Commit graph

21 commits

Author SHA1 Message Date
Gleb Smirnoff f75d7fac10 netlink: avoid putting empty mbufs on the socket queue
When processing incoming Netlink messages in nl_process_nbuf() kernel
always allocates a writer with a buffer to put generated reply to.
However, certain messages aren't replied.  That makes nlmsg_flush()
to put an empty buffer to the socket.  Avoid doing that because avoiding
is much easier than dealing with empty buffers on the receiver side.
2024-01-10 20:51:53 -08:00
Gleb Smirnoff 09fa78d438 netlink: fix regression with group writers
Refactoring of argument list to nl_send_one() led to derefercing
wrong union member.  Rename nl_send_one() to a more generic name,
isolate anew nl_send_one() as the callback only for the normal
writer and provide correct argument to nl_send() from nl_send_group().

Fixes:	ff5ad900d2
2024-01-09 13:01:28 -08:00
Gleb Smirnoff 17083b94a9 netlink: use protocol specific receive buffer
Implement Netlink socket receive buffer as a simple TAILQ of nl_buf's,
same part of struct sockbuf that is used for send buffer already.
This shaves a lot of code and a lot of extra processing.  The pcb rids
of the I/O queues as the socket buffer is exactly the queue.  The
message writer is simplified a lot, as we now always deal with linear
buf.  Notion of different buffer types goes away as way as different
kinds of writers.  The only things remaining are: a socket writer and
a group writer.
The impact on the network stack is that we no longer use mbufs, so
a workaround from d187154750 disappears.

Note on message throttling.  Now the taskqueue throttling mechanism
needs to look at both socket buffers protected by their respective
locks and on flags in the pcb that are protected by the pcb lock.
There is definitely some room for optimization, but this changes tries
to preserve as much as possible.

Note on new nl_soreceive().  It emulates soreceive_generic().  It
must undergo further optimization, see large comment put in there.

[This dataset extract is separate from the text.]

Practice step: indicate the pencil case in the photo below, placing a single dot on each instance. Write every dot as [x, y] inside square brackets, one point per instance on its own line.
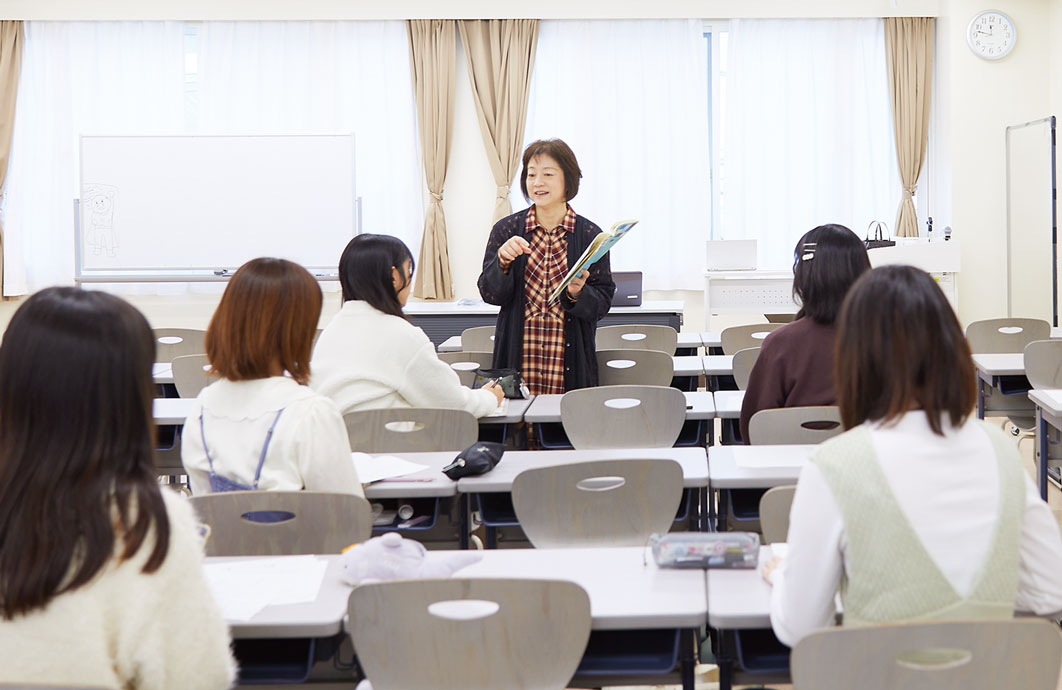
[705, 549]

Note on tests/sys/netlink/test_netlink_message_writer.py. This test
boiled down almost to nothing with mbufs removed.  However, I left
it with minimal functionality (it basically checks that allocating N
bytes we get N bytes) as it is one of not so many examples of ktest
framework that allows to test KPIs with python.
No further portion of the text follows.